For those who have been reading my poetry, all this might seem expected. And you probably already know, that I will keep fighting, simply because I am me. Poetry is one of the few joys in this world. IF not for that, I doubt if sanity will ever embrace me.
I recluse to this world, where my thoughts are transformed into unseeable things and spread among humanity in signals. This place is sort of where I belong. But the way I belong to a place never changes- known to everyone, yet very few pay attention. No I am not complaining.
I love to be myself. I find happiness is being me. I know, I know, this has gone out of control. How I wish I had not inherited this world. But hey! at least I should try to make it better for the future right? Peace sounds cool. But you adults are never going to settle for it. After all Europe/Washington is cool enough right? Try Chennai it is hot, you will love it, complete with Molaga Bajji.

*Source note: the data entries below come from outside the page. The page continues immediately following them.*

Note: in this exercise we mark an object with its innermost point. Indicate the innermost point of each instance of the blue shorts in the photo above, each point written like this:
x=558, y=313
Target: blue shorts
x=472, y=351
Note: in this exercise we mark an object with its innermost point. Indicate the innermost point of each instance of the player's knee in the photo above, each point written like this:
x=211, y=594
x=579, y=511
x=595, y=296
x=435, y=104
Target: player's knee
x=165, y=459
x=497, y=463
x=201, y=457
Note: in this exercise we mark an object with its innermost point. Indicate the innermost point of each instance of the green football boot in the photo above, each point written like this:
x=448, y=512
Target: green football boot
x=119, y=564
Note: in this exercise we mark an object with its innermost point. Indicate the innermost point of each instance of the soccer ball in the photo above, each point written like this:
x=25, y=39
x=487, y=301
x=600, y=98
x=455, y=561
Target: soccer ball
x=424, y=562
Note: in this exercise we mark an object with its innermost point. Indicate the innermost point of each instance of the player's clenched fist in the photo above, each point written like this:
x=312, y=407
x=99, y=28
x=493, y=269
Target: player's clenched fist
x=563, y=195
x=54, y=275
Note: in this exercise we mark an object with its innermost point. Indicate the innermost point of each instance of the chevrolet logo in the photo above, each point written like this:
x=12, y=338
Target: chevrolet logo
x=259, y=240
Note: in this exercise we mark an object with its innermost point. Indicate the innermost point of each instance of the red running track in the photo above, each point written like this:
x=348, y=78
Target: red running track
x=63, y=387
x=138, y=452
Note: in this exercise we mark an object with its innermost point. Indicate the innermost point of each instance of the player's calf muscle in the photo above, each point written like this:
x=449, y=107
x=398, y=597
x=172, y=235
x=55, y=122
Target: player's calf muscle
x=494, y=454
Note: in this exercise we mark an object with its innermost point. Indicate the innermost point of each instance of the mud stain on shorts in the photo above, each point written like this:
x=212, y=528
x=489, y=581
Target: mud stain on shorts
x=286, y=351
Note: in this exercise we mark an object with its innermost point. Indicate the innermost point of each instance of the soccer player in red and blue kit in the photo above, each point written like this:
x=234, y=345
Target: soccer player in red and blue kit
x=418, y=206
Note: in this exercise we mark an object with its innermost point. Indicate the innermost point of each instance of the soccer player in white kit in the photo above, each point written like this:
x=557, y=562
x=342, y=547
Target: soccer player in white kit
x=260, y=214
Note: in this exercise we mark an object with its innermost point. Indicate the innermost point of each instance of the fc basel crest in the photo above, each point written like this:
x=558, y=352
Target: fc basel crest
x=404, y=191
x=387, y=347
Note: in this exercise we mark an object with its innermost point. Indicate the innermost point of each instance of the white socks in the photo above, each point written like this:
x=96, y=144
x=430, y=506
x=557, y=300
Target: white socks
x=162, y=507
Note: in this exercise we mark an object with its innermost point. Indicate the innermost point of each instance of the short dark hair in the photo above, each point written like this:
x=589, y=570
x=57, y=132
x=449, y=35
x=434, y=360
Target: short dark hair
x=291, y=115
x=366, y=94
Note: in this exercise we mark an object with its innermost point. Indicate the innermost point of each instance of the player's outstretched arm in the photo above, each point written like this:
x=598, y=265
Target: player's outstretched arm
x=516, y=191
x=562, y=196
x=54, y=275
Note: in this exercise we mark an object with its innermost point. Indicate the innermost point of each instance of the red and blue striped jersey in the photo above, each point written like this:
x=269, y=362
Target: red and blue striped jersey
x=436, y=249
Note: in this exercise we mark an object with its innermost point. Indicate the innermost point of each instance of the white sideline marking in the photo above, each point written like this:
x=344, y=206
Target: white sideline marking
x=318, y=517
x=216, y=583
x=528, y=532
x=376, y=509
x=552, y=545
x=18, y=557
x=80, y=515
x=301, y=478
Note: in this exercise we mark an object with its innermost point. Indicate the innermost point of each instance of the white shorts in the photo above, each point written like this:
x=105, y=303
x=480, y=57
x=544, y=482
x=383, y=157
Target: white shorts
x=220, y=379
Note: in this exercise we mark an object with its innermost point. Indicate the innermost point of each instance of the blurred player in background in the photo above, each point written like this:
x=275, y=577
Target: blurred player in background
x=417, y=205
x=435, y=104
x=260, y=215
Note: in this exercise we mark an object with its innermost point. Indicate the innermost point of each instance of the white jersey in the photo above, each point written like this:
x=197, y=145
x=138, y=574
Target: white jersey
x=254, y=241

Let us face it, all this is too good to be true. We like entertainment. We are selfish. I am- I want to be known in this world. I like to be appreciated and yes I take criticism seriously, because I believe it to be constructive. I think I am a nice guy, especially when you are nice to me. I will do anything for you, as long as I can trust you.
So, whatever. This is a rant, so guess, it ends with a bunch of smileys, showing that all is well. And am not going to edit this. Spellings, grammar and whatever can go hang it self. Carpe diem!